Он, кажется, тоже подустал от впечатлений, затекшей шеей опустившись на спинку сиденья. Я не выдержала вида его безумно удавливающего воротничка.

– Петр Александрович… ваш воротник, он меня пугает. Вам же явно сейчас душно и неудобно. Уверяю вас, вы не скандализуете ни меня, ни господ кругом, – многозначительно обвела я взглядом пассажиров, большинство из которых были в шортах и майках, – если немного его ослабите. Я могу закрыть глаза, если вам угодно. Это предупреждение исключительно в целях вашей безопасности в вагоне электропоезда, температура воздуха в котором сейчас превышает норму, – как я удачно скосплеила несуществующее объявление, однако. Мне казалось, он так законопослушно внимал им, твердящим эти ушисносящие формулировки про «профилактику пожарной безопасности». Его смятенный разум, видимо, не в состоянии сейчас был считывать речевые ошибки, лишь находил в этом бесплотном заботливом голосе какой-то необходимый иерархический покой.

– Вы думаете? – нерешительно произнес он, поднимая руку с колена.

Я, скорее, для вида прикрыла глаза ладонью, а сама сквозь пальцы и опущенные ресницы жадно смотрела, как он расстегивает пуговицы. И это было необыкновенно волнующее зрелище. Температура воздуха была сильно выше нормы. «Станция Хорниво, конечная, поезд дальше не идет. Все, я официально становлюсь опасной для этого господина. Как же непросто будет держать себя в руках. Ну а кому сейчас легко, и не такие квесты проходили», – мне пришлось отвлечься от этих не слишком оптимистичных мыслей, потому что нам пора было двигаться к выходу.

– Еще одна машина? – беспечный великовозрастный мальчик передо мной познавал удивительный мир общественного транспорта и, к счастью, не догадывался, что происходило со мной по его милости.

– Автобус – что-то вроде омнибуса, которые не так давно затеял у вас купец Синебрюхов, – оживилась немного я. Набежала спасительная тучка, микрорайонная жизнь приятно обволакивала зеленью после жаркой открытой площади, становилось почти прохладно, и это походило на настоящее счастье. – Вам приходилось пользоваться таким?

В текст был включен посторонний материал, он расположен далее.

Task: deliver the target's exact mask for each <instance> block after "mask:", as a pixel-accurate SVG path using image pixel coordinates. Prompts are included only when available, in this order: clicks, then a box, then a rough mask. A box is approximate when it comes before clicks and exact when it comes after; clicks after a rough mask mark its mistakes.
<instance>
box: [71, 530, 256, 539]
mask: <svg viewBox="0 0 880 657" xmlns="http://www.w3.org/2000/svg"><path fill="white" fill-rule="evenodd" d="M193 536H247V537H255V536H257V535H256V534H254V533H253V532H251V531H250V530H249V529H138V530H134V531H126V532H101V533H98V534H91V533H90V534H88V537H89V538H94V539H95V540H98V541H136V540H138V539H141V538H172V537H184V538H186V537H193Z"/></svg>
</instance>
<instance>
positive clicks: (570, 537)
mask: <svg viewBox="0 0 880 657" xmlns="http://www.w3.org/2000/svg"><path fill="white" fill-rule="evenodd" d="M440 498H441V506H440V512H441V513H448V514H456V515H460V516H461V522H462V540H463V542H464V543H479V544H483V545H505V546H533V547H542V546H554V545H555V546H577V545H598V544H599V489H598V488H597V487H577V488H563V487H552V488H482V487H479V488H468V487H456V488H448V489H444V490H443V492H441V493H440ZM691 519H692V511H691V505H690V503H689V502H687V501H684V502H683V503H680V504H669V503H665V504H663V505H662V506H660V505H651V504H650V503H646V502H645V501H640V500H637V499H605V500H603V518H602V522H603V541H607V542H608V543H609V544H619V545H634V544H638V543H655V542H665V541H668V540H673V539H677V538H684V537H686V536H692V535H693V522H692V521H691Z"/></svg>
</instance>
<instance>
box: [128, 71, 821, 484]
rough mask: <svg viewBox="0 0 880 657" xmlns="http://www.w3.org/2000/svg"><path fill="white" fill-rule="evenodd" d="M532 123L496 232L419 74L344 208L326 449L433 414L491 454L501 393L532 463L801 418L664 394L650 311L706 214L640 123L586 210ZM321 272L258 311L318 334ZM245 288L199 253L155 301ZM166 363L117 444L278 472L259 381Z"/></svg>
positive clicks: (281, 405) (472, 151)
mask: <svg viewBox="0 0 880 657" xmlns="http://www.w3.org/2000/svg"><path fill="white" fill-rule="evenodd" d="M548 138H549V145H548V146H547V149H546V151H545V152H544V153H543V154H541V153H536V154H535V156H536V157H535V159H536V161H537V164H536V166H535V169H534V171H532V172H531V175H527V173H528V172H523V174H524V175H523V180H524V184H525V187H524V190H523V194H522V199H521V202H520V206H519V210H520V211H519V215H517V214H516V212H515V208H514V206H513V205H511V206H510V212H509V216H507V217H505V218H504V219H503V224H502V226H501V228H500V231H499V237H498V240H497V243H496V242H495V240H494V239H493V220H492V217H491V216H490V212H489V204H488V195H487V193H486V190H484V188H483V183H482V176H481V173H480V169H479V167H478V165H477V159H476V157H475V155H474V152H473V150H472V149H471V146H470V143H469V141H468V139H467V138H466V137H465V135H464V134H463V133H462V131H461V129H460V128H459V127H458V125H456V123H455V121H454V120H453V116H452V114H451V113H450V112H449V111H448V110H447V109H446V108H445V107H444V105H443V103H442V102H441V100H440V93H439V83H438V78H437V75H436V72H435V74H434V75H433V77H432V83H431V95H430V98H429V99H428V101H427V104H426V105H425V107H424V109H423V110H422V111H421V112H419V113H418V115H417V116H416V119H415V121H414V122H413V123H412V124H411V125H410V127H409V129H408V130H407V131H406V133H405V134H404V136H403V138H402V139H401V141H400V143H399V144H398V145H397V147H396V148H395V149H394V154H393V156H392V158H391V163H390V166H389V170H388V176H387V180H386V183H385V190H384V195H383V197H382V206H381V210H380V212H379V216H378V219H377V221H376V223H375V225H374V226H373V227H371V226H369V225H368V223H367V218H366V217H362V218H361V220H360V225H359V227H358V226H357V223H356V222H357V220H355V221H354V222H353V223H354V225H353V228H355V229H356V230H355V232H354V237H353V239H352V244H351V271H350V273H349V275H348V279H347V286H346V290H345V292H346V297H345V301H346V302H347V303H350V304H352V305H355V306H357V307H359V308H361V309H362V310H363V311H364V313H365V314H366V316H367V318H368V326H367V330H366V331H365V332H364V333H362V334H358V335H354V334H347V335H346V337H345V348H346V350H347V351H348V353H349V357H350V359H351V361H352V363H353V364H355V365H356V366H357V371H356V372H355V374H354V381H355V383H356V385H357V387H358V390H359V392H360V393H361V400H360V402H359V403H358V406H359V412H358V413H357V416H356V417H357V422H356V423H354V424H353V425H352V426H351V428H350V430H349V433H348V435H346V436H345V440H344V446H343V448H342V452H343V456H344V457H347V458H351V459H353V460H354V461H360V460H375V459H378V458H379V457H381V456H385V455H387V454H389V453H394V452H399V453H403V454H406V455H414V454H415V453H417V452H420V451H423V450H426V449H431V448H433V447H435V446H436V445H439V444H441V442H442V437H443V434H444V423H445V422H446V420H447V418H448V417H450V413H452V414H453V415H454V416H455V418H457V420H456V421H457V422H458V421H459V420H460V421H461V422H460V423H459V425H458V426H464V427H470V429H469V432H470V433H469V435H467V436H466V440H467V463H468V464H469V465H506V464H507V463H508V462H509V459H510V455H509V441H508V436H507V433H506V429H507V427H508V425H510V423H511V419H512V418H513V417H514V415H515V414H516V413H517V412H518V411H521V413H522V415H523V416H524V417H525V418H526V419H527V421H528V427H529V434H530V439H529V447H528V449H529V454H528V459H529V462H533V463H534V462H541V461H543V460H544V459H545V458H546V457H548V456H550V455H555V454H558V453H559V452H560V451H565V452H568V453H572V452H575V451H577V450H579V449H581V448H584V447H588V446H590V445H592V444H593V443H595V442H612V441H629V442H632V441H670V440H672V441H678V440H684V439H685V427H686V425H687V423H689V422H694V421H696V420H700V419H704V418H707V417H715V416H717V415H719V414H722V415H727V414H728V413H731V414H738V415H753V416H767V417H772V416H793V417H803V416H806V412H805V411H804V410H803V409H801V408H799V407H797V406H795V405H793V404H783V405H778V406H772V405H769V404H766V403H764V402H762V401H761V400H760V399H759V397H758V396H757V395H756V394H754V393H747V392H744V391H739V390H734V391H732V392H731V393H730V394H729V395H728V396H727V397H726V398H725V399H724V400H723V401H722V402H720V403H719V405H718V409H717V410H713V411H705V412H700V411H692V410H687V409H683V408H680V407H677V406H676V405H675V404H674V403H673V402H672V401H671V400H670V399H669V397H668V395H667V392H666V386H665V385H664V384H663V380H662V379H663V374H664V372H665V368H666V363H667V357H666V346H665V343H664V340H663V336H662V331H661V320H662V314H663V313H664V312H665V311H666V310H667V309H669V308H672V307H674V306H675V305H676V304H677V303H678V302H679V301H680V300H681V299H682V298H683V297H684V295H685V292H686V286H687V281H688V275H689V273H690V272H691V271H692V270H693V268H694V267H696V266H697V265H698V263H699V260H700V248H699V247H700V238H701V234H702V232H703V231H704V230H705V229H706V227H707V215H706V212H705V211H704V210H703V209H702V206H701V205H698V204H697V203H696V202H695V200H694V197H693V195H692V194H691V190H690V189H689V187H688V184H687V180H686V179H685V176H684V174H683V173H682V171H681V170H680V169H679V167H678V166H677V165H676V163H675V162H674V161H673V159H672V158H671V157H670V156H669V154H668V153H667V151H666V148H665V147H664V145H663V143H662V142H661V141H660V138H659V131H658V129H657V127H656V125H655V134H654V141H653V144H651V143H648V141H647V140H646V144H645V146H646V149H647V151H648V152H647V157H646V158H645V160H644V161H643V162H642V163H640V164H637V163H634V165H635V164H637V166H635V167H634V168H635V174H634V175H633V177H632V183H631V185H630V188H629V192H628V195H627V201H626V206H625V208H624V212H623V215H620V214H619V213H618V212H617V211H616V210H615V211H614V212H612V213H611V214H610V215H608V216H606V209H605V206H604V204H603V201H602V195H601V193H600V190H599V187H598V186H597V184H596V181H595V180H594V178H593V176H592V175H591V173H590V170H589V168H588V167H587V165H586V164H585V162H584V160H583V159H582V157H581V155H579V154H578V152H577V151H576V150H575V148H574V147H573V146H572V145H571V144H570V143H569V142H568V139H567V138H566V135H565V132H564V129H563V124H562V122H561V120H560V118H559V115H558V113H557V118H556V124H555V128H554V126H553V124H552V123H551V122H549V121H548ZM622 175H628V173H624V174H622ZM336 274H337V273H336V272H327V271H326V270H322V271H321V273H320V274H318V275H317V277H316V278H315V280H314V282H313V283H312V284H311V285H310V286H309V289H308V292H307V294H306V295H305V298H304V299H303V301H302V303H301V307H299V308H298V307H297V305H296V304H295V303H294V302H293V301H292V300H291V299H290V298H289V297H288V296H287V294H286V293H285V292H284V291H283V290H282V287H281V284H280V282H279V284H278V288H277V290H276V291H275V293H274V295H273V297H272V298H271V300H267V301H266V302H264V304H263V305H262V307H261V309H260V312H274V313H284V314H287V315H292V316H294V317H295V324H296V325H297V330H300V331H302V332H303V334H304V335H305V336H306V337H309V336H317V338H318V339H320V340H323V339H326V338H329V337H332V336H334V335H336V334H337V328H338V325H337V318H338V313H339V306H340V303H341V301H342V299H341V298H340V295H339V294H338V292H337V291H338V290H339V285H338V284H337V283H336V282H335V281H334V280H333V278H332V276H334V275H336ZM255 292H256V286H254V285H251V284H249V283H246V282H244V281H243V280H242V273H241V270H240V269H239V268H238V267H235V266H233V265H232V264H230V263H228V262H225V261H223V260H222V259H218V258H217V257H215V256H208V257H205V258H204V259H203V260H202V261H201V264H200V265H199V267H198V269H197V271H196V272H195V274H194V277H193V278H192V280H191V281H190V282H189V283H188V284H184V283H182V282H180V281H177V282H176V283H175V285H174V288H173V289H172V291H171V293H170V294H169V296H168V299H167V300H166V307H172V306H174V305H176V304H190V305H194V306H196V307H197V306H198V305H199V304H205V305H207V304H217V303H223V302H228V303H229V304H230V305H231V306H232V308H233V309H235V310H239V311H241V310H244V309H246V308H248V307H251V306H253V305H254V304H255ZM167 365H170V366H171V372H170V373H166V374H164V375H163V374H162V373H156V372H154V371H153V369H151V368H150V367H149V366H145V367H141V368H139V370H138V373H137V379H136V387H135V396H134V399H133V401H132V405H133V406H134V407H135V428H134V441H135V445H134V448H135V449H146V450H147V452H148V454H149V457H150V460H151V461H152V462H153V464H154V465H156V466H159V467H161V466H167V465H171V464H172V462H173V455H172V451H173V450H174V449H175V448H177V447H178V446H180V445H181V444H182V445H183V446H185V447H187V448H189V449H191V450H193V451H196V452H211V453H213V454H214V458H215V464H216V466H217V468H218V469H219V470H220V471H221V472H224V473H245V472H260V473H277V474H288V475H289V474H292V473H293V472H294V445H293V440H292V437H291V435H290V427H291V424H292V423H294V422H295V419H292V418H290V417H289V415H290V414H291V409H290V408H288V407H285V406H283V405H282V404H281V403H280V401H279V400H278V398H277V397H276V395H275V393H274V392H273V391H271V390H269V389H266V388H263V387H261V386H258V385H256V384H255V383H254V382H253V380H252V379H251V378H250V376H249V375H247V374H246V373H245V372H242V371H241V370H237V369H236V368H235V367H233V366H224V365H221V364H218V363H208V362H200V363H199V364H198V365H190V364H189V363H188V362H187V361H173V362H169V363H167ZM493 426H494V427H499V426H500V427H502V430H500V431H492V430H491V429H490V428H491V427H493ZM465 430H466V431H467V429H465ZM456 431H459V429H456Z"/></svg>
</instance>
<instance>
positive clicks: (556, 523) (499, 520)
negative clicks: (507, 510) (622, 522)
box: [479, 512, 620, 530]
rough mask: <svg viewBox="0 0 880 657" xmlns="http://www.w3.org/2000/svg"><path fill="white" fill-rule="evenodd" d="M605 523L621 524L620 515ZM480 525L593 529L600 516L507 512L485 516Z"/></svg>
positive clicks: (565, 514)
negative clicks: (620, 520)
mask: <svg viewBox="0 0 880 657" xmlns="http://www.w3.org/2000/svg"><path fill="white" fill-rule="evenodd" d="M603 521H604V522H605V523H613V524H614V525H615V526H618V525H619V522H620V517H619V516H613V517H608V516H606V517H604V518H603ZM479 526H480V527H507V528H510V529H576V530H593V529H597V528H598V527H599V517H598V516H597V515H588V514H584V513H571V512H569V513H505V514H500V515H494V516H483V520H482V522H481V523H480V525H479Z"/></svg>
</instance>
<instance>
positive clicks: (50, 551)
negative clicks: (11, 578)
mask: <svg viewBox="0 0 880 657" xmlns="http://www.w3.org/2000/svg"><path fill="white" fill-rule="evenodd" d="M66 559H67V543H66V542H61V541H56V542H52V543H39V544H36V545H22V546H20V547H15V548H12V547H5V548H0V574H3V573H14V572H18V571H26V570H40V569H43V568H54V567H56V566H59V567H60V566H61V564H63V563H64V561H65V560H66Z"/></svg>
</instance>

– Нет, как-то не было повода. Моя жизнь вся устроена кругом университета, а летом на Лесном, куда, я слышал, даже ходят какие-то новые машины, но мне привычнее на своих.

– Понимаю, вот этим ребятам тоже, – кивнула я в сторону стоянки автомобилей, – но нам придется еще немного потерпеть общественную духоту, вы уж простите. Нам повезло, что сегодня выходной, а в иной будничный вечер происходящее на остановке очень похоже на эту карикатуру (я решила найти рисунок из сатирического журнала, который, быть может, попадался ему на глаза: там был изображен омнибус и пытавшаяся набиться в него толпа людей). – За два столетия картина час-пика, по-моему, ничуть не изменилась.